Record petrol prices appear to have spurred hundreds of thousands of Germans to ditch their cars for the train, a trend that has buoyed state railway Deutsche Bahn ahead of this autumn’s flotation of its train operations.
Hartmut Mehdorn, chief executive of the Bahn and newly carved-out subsidiary Deutsche Bahn Mobility and Logistics, said the group carried 941m passengers in the first half of the year, 30m more than in the same period last year.
The record figure – which equates to an average of 165,000 more train journeys a day – came as car drivers and airline operators struggled with oil-related annual price rises of 80 per cent. In comparison, Deutsche Bahn’s electricity costs rose only half.
The company said the distance travelled by Germans in their cars in the first six months of the year had fallen 1.5 per cent, while the distance travelled with DBML and its rivals had risen 1.4 per cent.
With business at Europe’s largest rail-freight operation also showing few signs of fallout from the global economic slowdown, the Bahn said DBML’s full-year results should improve on last year, when it made €1bn in net profit on €31bn in sales.
Mr Mehdorn refused to say when a planned 24.9 per cent of DBML would be sold – advisers have considered late October or early November. But he said a recent tour of potential investors had shown that appetite was still good.
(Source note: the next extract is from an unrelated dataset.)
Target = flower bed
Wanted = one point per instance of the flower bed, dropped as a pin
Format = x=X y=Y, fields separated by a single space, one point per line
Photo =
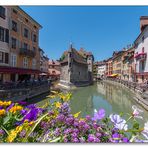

Internal growth and acquisitions – such as the purchase of UK freight operator EWS – boosted first-half sales 6.8 per cent to €16.2bn ($23.8bn). Net profit grew 5.4 per cent to €915m.
In spite of first encounters with economic ripples in the wake of financial market woes, Mr Mehdorn said “freight traffic continues to perform very well”. Were it not for bottlenecks at European ports, DBML “could transport even more” cargo, he said.
But Mr Mehdorn cautioned that DBML would not escape all adverse effects. He said freight growth had slowed, last year’s electricity bill of €2bn was likely to rise and engine drivers had achieved big wage rises after a strike.